- Erin Patterson, australiana de 50 anos, foi considerada culpada de homicídio e tentativa de homicídio por envenenar três familiares com cogumelos tóxicos em um almoço em 29 de julho de 2023.
- O julgamento ocorreu em um tribunal de Morwell, Victoria, e durou mais de dois meses.
- As vítimas, Don e Gail Patterson, ex-sogros de Erin, e Heather Wilkinson, tia de Gail, apresentaram sintomas graves após a refeição e faleceram. Ian Wilkinson, marido de Heather, foi o único sobrevivente.
- A acusação alegou premeditação, destacando que Erin mentiu sobre um diagnóstico de câncer para justificar o encontro. A defesa argumentou que as mortes foram um acidente, mas o júri não aceitou essa versão.

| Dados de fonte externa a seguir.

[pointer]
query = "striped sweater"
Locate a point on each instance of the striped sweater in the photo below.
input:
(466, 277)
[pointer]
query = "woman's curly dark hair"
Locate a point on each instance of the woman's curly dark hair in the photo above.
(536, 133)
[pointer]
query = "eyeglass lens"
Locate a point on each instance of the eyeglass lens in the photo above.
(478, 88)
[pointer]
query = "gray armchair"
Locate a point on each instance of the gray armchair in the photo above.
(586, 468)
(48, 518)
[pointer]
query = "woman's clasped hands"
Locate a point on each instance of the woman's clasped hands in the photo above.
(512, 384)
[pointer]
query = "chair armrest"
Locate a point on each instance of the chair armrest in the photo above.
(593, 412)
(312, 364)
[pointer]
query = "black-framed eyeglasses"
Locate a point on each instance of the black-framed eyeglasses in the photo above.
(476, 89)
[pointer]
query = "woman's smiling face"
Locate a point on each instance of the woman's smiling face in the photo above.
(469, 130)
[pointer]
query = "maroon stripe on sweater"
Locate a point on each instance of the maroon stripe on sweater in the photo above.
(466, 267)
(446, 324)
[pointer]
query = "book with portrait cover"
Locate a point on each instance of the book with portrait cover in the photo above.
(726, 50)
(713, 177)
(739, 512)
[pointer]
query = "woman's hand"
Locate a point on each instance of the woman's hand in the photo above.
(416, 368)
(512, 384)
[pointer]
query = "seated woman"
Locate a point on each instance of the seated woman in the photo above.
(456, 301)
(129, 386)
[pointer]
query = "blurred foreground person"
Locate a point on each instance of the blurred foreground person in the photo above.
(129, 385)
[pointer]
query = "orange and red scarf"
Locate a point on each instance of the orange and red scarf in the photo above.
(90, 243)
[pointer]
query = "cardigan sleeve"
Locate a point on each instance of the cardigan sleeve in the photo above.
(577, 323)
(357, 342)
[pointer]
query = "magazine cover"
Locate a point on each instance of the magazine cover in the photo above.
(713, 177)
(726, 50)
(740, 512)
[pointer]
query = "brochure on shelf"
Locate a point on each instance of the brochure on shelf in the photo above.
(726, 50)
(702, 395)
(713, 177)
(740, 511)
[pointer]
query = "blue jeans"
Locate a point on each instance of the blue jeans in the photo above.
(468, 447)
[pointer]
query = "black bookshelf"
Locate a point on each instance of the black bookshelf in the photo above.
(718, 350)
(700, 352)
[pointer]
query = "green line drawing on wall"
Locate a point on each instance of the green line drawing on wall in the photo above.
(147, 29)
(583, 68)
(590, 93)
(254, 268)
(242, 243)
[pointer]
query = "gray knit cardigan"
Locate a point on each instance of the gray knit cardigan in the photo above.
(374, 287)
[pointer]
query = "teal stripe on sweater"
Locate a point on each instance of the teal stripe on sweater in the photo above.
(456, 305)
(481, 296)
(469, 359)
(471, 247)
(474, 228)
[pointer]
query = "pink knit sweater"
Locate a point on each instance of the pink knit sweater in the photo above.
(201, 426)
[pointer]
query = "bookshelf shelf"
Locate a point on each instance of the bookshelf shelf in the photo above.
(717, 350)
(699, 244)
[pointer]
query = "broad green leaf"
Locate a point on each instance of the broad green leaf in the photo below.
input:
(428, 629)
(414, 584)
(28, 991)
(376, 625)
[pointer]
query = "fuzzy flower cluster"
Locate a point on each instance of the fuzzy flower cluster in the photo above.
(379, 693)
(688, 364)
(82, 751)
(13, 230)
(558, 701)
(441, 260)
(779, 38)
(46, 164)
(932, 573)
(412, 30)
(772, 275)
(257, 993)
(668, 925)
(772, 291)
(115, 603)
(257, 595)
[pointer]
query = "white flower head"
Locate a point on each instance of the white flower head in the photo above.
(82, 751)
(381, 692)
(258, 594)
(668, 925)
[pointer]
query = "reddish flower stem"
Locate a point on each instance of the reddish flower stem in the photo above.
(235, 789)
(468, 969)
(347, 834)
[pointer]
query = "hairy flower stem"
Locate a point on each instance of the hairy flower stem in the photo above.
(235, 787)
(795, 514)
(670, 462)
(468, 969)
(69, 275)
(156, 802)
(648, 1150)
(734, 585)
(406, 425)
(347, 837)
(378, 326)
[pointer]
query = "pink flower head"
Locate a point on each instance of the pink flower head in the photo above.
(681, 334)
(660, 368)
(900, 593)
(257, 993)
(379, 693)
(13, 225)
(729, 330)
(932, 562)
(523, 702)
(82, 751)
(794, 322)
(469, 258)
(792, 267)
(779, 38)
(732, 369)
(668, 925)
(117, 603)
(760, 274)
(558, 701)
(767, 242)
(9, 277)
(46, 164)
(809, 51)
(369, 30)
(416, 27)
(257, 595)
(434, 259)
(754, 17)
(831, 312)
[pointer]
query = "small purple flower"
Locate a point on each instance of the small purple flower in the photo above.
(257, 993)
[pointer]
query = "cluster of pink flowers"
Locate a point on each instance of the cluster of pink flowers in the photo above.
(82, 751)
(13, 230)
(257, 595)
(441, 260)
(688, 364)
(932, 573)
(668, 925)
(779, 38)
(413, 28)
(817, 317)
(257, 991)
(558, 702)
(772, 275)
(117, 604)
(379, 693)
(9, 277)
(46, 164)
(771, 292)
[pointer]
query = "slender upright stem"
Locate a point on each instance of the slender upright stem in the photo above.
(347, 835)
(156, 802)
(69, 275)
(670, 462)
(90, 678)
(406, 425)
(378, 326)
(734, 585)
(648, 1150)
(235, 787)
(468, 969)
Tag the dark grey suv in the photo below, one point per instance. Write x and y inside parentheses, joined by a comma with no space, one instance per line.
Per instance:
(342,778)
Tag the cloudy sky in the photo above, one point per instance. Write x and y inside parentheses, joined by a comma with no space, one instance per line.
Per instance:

- Erin pode enfrentar a pena máxima de prisão perpétua, e o caso gerou discussões sobre segurança alimentar e responsabilidade em refeições familiares.
Erin Patterson, uma australiana de 50 anos, foi considerada culpada de homicídio e tentativa de homicídio após envenenar três familiares com cogumelos tóxicos durante um almoço em 29 de julho de 2023. O veredito foi proferido em um tribunal de Morwell, Victoria, após um julgamento que durou mais de dois meses.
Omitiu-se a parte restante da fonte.